Godiva Creates Special Chocolate For Chinese New Year

Hong Kong – Godiva Chocolate Is New Kid On The Asia Block

Mandarin oranges, peanut candy and glutinous rice cakes have historically been the biggest foods contending for space on the snack platters of Lunar New Year festivities in Asia and around the world.

Now there is another kid on the block: Godiva chocolate.

The New York chocolatier, recognized because of its trendy shops, rolled out limited-edition chocolates and gift boxes this year specialized to appeal to Asian palates in the United States, congruent with the landmark holiday.

“Asian clientele like deluxe, premium brands, and Godiva is the Rolls-Royce of chocolates.”

Godiva Releases New Chocolate Collection To Coincide With “Chinese New Year”

The concept of developing a unique product for a particular market is absolutely nothing new. However the New Year chocolates have proven particularly profitable for Godiva mainly because of the gift-giving habits in Asian countries.

Of the 10,000 boxes for sale at 90 stores around the country, “well over half” are sold.
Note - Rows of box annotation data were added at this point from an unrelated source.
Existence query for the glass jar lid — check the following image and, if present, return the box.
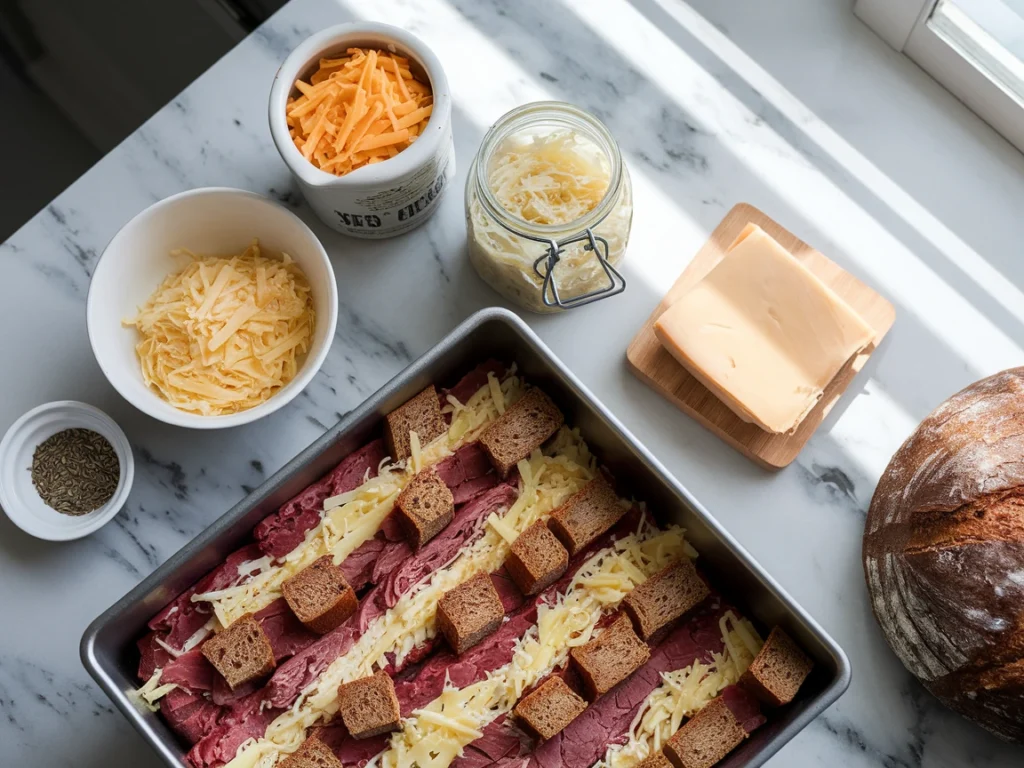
[475,101,626,309]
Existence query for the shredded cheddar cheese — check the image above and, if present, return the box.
[124,240,314,416]
[286,48,433,176]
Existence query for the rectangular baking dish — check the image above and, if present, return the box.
[81,308,850,768]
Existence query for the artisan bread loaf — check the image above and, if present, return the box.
[863,368,1024,742]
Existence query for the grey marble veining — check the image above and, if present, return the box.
[0,0,1024,768]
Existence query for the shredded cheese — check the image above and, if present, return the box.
[594,610,762,768]
[376,526,689,768]
[191,371,523,628]
[487,129,611,225]
[128,668,178,712]
[123,240,314,416]
[228,430,602,768]
[285,48,433,176]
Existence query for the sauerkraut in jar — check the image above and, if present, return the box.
[466,101,633,312]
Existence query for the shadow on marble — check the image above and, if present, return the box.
[452,0,983,420]
[630,0,1024,345]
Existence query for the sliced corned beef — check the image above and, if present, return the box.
[453,600,724,768]
[160,648,217,693]
[436,442,499,504]
[160,688,220,744]
[313,721,391,768]
[341,536,388,592]
[150,544,263,650]
[253,439,387,558]
[452,715,534,768]
[721,685,767,733]
[384,482,519,608]
[263,615,362,708]
[186,692,282,768]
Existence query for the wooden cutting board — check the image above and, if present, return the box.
[626,203,896,469]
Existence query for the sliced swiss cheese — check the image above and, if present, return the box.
[654,224,874,433]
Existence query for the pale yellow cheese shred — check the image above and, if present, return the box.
[124,240,314,416]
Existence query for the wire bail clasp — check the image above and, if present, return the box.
[534,227,626,309]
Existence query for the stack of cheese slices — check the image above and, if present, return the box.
[654,224,874,434]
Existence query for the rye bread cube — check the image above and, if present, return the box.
[739,627,814,707]
[394,467,455,549]
[633,752,672,768]
[665,696,746,768]
[338,670,401,738]
[201,613,274,690]
[623,557,711,640]
[384,384,447,462]
[548,475,628,557]
[437,573,505,653]
[480,387,565,478]
[281,555,359,635]
[278,736,342,768]
[512,675,587,740]
[505,520,569,595]
[569,615,650,701]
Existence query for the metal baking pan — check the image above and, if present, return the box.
[81,308,850,768]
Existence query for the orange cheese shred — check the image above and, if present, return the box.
[286,48,433,176]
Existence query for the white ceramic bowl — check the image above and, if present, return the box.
[269,22,455,240]
[86,187,338,429]
[0,400,135,542]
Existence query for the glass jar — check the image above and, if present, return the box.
[466,101,633,312]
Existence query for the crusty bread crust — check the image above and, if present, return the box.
[665,696,746,768]
[437,573,505,654]
[512,675,587,739]
[200,613,274,690]
[863,368,1024,743]
[338,670,401,738]
[739,627,814,707]
[281,555,359,635]
[505,520,569,595]
[569,615,650,701]
[384,384,447,462]
[623,557,711,640]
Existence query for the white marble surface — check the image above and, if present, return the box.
[0,0,1024,768]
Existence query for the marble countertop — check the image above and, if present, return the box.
[0,0,1024,768]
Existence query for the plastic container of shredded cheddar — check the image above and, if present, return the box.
[466,101,633,312]
[269,22,455,239]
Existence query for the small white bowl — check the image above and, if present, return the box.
[0,400,135,542]
[86,187,338,429]
[269,22,455,240]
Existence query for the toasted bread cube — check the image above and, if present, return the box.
[384,384,447,462]
[281,555,359,635]
[623,558,711,640]
[278,736,342,768]
[437,573,505,653]
[569,615,650,701]
[548,475,627,557]
[338,670,401,738]
[480,387,565,478]
[739,627,814,707]
[505,520,569,595]
[394,467,455,549]
[201,613,274,690]
[633,752,672,768]
[665,696,746,768]
[512,675,587,739]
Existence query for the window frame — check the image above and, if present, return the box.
[854,0,1024,152]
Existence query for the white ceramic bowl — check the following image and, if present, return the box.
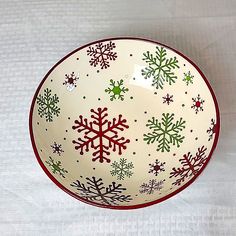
[30,38,220,209]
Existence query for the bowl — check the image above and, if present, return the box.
[29,38,220,209]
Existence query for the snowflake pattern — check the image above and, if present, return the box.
[51,142,64,156]
[144,113,186,152]
[110,158,134,180]
[105,79,129,101]
[46,157,68,178]
[72,107,130,162]
[36,88,60,122]
[207,119,217,141]
[191,94,205,114]
[183,71,194,85]
[148,160,165,176]
[139,179,165,194]
[63,72,79,92]
[162,93,173,105]
[71,176,132,205]
[142,47,179,89]
[170,146,207,185]
[87,41,117,69]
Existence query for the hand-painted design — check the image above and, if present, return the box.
[63,72,79,92]
[36,88,60,122]
[142,47,179,89]
[139,179,165,194]
[46,157,68,178]
[71,176,132,205]
[143,113,186,152]
[105,79,129,101]
[191,94,205,114]
[110,158,134,180]
[170,146,207,185]
[183,71,194,85]
[72,107,130,162]
[87,41,117,69]
[148,160,166,176]
[207,119,217,141]
[51,142,64,156]
[162,93,174,105]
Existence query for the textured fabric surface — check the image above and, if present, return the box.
[0,0,236,236]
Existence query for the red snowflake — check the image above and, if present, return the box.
[63,72,79,91]
[148,160,165,176]
[51,142,64,156]
[87,41,117,69]
[207,119,217,141]
[72,107,130,162]
[162,93,173,105]
[170,146,207,185]
[191,94,205,114]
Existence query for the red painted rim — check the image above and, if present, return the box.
[29,37,220,210]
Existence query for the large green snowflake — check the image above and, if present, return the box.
[110,158,134,180]
[142,47,179,89]
[46,157,68,178]
[36,88,60,122]
[144,113,186,152]
[105,79,129,101]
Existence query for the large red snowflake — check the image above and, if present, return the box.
[87,41,117,69]
[72,107,130,162]
[170,146,207,185]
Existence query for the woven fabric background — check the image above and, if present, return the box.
[0,0,236,236]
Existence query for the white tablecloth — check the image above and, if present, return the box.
[0,0,236,236]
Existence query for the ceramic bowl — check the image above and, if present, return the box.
[30,38,220,209]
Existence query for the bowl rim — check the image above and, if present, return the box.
[29,37,220,210]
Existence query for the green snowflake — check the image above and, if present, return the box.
[46,157,68,178]
[105,79,129,101]
[144,113,186,152]
[142,47,179,89]
[36,88,60,122]
[110,158,134,180]
[183,71,194,85]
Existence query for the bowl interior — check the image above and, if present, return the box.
[30,39,219,209]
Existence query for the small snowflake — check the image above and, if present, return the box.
[105,79,129,101]
[207,119,217,141]
[148,160,165,176]
[191,94,205,114]
[63,72,79,91]
[110,158,134,180]
[87,41,117,69]
[51,142,64,156]
[162,93,173,105]
[183,71,194,85]
[71,176,132,206]
[139,179,165,194]
[36,88,60,122]
[46,157,68,178]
Markets with large Asian communities like the Bay Area and Southern California have seen multitudes of individuals sweeping up the candy.

Sacramento’s Arden Fair boutique, for one, sold out of the Matcha Green Tea flavor last week, according to store manager Suzanne Lopez. The organization has 24 locations in California.

The most pricey collection ($120 for 32 pieces) in the Lunar New Year line comes prepackaged in a box sealed in red velvet – a lucky color in China. It’s no coincidence that the cover of the box conspicuously features the company’s logo, Lady Godiva riding a horse – 2014 is their year of the horse, in accordance to the Chinese zodiac calendar.

The four chocolates made solely for the holiday are made from ingredients that appeal to Asian taste buds, Finard said: Matcha Green Tea, Dark Caramel Pear, Milk Cherry Almond and White Pineapple Macadamia.

With the purchase of the $120 box, you additionally get 8 red envelopes, which are customarily passed to children and elders stuffed with cash.

Marketing And Packaging Appeals To Chinese Cultural Tastes

The organization plays on established Chinese superstitions for riches with its creation and marketing of the line of chocolates. For example, in the 32-piece box, eight pieces of each variety are included, since the number eight in Mandarin sounds like the word for “creating riches.” Pineapple is often found at Lunar festivities mainly because, in the Taiwanese dialect, the fruit sounds like the “approaching of wealth.”

Rung Fong Hsu of Sacramento, who accepted the large collection as a gift from family members, characterized the package with one word: “beautiful.”

“After eating the chocolate, I can use the box to store my jewelry,” Hsu said in Mandarin.

A native of Taiwan, Hsu often gives loads of Godiva chocolates to her loved ones in Asia because of the brand’s cachet.

“People know it’s deluxe as well as high quality chocolate,” said Hsu, a founding member of the Chinese New Year Culture Association.

Godiva has long displayed various flavored chocolates for its Asian boutiques, but 2014 is the first time Asian-themed products makes their way to shelves in the United States on a grand scale. The company last year did a small test run in three Southern California stores, generating great success.

New Year Chocolate Collection Appeals To Chinese “Gift Giving”

The 88-year-old company has introduced an advertising blitz to market the collection, running ads in major Chinese language newspapers, converting its American website to Chinese and even contracting a Chinese-American singer, Jason Chen, to produce a music video about chocolates.

Though the Lunar New Year collections sell for about twice the cost of a regular package, customers are nonetheless ponying up.

Chinese New Year is a occasion for gift-giving,” Dukes said. “Your eagerness to pay is higher if you’re shopping for it for somebody else. You’ll really want to impress.